This is exactly why Trump is so popular in some circles - they see the Left as
conducting a constant character assassination campaign for decades against a
largely impotent Right. Trump is seen as the first guy on the Right in decades
who's willing to use the same name-calling and character assassination tactics
against the left that they've been using for so long.

I gotta admit, it rings rather hollow to hear left-leaning people complain
about how Trump is a name-caller. Where've they been over the last 30 years
when the media was busy calling every single Republican candidate racist,
sexist, bigot, homophobe? Where were they when anyone opposing any of Obama's
policies was called racist? Where were they when all of their people were
defending all of their candidates' sins? Donald Trump has his problems for
sure, but does it really help anything or "raise the level of debate" to
desperately try to tie him to the KKK somehow, which the media spent pretty
much the entire campaign doing?

Yes, both sides have a lot of work to do to reduce partisanship in this
country. Can we start by asking the Left to stop tolerating and apologizing
for all of the hate and intolerance their side spews?
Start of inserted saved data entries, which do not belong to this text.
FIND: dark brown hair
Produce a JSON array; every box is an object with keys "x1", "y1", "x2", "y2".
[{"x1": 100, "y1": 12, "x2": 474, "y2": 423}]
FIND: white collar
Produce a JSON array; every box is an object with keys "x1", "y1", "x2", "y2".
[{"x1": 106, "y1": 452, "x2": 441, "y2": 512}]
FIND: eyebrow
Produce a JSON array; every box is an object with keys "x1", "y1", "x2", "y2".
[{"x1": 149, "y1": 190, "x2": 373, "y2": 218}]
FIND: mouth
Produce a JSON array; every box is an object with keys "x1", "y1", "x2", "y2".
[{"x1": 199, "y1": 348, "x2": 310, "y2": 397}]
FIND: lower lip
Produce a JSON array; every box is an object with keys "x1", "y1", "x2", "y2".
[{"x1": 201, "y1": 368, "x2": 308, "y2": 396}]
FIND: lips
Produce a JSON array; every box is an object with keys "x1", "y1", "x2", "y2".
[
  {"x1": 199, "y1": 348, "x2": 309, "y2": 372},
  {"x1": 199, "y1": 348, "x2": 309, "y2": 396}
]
I'll also say that the Trump campaign is certainly erratic and far outside of
the mainstream GOP in a number of ways. The results of this depend on how his
Presidency goes. If he crashes and burns, it may have little effect. If he's
seen as at least moderately successful, it could change the whole Republican
party in ways that are hard to predict.

------
zengid
This is the words of a TRUMP supporter!:

>“I'm a Jewish libertarian who's [sic] grandparents were Holocaust survivors.
Over the last few years the mainstream left has resorted to name-calling and
character assassination, instead of debate, any time their positions are
questioned. This atmosphere became extremely oppressive and threatening to
people, like myself, who disagreed with many of Obama's policies over the past
several years. Intelligent debate has become rare.”
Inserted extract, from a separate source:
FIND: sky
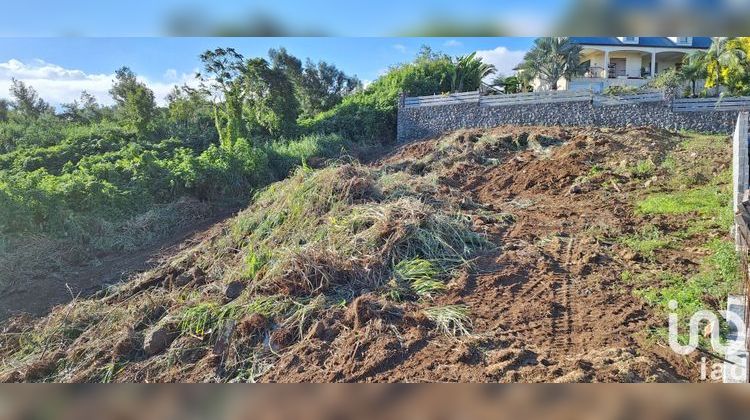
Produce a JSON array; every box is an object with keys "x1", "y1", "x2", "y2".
[{"x1": 0, "y1": 37, "x2": 534, "y2": 107}]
HOW BLIND ARE THESE PEOPLE? What reality are you creating where you cant see
how your contradicting yourself with your own words? Trump did not generate
one iota of "Intelligent Debate" throughout his campaign, and never rose above
the dull level of "Character Assassination"!

Honestly, Please, Show me how Trump has done anything other than fight fire
with fire here?

>"[We like him because] he's not politically correct!"

How spiteful! Just because you're beholden to acting with decency in your
daily life doesn't mean electing an Indecent person is going to allow you to
trample on other peoples rights. No one's going to lay down and be insulted
because you're world-view is too narrow to encompass the actual diversity of
the planet.